Since then, Weiss has asked Moskowitz to refrain from attacking Young Israel rabbis personally, and chalked up the statements to the polarizing effect of social media. He added that Young Israel aims to commend pro-Israel Democrats as well as Republicans.

Young Israel officials also claimed that Democratic Rep. Grace Meng of New York will be speaking at the dinner, and advertised her attendance in a press release on March 6. But a spokesman for Meng told the Jewish Telegraphic Agency that, in fact, she “is not attending and never confirmed because she has a scheduling conflict.”

Moskowitz also told JTA that he believes Young Israel should strive to be bipartisan. But he still had harsh words for the Democratic Party.

“I am 100 percent committed for this dinner, to make sure Young Israel is a success in a bipartisan fashion, to represent its bipartisan values,” he said, adding later that “I have very good relations with Democrats. When I say Democrats are destroying America, it’s not directed at a person. It’s as a movement. I believe their agenda will destroy America.”

Before the Twitter war, Starr told JTA that his synagogue board was considering dropping the Young Israel affiliation. He’s not sure what benefit it brings to the congregation, which is also affiliated with the Orthodox Union, a centrist Orthodox umbrella group.

“Many Young Israels, including my [own], are also O.U. synagogues,” Starr said. “So we’re a proud member of the Orthodox Union. What is the value of having multiple synagogue affiliations?”

Billet said, “I have no great need to be the rabbi of a Young Israel synagogue,” but that “there’s been no major uprising in my community to say we don’t want to be members.”

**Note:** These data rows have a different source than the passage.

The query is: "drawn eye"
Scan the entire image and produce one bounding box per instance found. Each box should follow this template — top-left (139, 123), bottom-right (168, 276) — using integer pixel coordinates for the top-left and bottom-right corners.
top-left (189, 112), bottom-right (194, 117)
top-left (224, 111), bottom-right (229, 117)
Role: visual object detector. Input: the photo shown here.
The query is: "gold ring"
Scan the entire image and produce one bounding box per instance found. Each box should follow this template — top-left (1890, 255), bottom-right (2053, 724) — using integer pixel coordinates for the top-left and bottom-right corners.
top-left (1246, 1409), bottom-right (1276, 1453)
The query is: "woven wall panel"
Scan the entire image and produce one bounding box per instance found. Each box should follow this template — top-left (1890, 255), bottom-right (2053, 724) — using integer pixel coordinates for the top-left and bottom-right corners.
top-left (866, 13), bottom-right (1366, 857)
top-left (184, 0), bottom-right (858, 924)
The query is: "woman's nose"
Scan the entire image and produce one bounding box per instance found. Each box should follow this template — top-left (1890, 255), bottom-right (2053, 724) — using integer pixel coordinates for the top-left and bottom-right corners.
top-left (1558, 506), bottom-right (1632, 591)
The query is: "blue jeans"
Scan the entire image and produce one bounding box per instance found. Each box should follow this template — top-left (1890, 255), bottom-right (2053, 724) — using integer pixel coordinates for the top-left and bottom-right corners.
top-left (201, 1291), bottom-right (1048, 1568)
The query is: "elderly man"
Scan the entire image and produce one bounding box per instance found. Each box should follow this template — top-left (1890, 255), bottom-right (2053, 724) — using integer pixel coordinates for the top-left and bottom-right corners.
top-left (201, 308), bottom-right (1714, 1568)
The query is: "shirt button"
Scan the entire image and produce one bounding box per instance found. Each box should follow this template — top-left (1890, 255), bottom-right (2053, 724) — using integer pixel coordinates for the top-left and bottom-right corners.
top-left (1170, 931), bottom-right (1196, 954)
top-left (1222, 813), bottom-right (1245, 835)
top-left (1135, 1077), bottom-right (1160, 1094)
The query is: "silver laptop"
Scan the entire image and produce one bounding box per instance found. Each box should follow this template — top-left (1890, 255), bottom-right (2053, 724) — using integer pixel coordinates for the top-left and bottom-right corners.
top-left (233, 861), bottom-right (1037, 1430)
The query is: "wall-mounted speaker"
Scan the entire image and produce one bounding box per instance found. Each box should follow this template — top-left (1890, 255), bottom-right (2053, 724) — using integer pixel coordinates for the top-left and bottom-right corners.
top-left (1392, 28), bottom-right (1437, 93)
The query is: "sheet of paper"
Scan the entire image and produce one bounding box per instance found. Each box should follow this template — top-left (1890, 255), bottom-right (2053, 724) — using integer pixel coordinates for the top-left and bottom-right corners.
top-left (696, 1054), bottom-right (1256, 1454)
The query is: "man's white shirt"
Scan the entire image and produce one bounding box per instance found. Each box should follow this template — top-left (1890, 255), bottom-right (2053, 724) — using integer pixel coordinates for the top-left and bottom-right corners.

For his part, Moskowitz tweeted that Starr’s synagogue should leave the movement. It took part in a joint memorial service with a Reconstructionist congregation following the Pittsburgh shooting and, he said, “that alone should have it booted from the National Council.”

But other Young Israel congregations that signed the protest statement still want to remain part of the movement. Rabbi Moshe Shulman of Young Israel of St. Louis said that being a Young Israel member means having name recognition — and taking part in a national movement.

“If they want to move to the community or are passing through, they hear Young Israel, they know that’s an Orthodox shul,” he said. “There are other Young Israels around the country we connect with. There’s a lot of value to being a synagogue that has a name that represents something.”